Doug and I have discussed social software's dual-capabilities to evoke knowledge by explicit user input (wikis, blogs, social networking platforms such as LiveJournal and LinkedIN) and also to study the knowledge implicit in users' natural activity (collaborative filtering, social networking platforms such as Spoke and HotOrNot). Doug agreed with my assessment during a recent podcast, for example, that users may begin to react to rapidly-multiplying SN platforms by becoming reluctant to define entirely new profiles and recruit entirely new (to the platform) webs of friends. He has suggested that Friendster's recent fall from grace has been the result of UI and bandwidth issues which demanded too much of users' time. As I noted around that time, AOL has at its disposal the raw ingredients of a dominant social network precisely because AIM encourages users to establish and maintain contact lists implicitly, in the course of daily interaction. And we're not the only ones to have brought this issue up. Soon, if not already, social software developers will need to establish deep understanding of pros and cons that characterize explicit and implicit strategies.
The balance thus far has favored explicit user input, but implicit strategies have already yielded powerful results in a number of areas -- Amazon's recommendations and Eurekster's "search parties" both spring to mind. But technological limitations have constrained some platforms, at times forcing explicit implementations which are clearly less powerful than implicit ones. Dodgeball is a clear example of this -- requiring users to manually 'check-in' via SMS is clunky, and the system would see a lot more updates if today's cellular phones supported GPS for third-party apps.
This week, MIT's Media Lab ever-so-helpfully reminds us that we'll get there soon enough. By cobbling custom phones and a custom Bluetooth solution together with cell tower triangulation, a group of researchers was able to sidestep GPS and gather more than "350,000 hours of data over nine months about the location, proximity, activity and communication" of 100 student, faculty and staff volunteers. Not only did their system become adept at guessing whether two people were co-workers or friends, it could leverage the data to predict volunteers' next move with about 85% accuracy. I'm inclined to call this creepy, but they call it 'Reality Mining'.

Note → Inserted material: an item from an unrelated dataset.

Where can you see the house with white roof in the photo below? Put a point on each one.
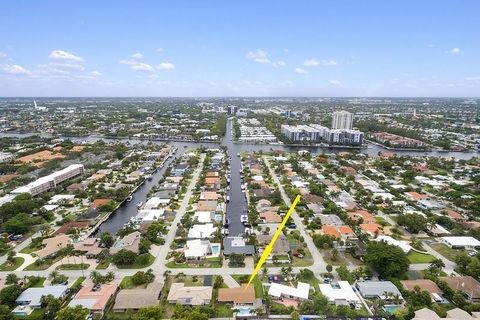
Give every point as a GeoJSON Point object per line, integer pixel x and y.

Privacy issues abound here, although I think those deserve their own post. To me, the key insight into MIT guys' striking achievement seems to be the seamless ease with which they collected their powerful dataset. No posting, "friending" or checking-in. In future, there will obviously remain powerful and optimal applications of explicit user input (indeed, posting to this blog has already taught me a great deal). But the technology that enables the very best implicit social software gets closer every day, and it's a good idea to understand the unique potential of each.
I think all these service are starting to pull together. As the services all start to communicate togther it will become more knowledgable. Like if my blog and slashdot comments link together for idea the web of links will grow. Cross services communication will play a big part in the coming services.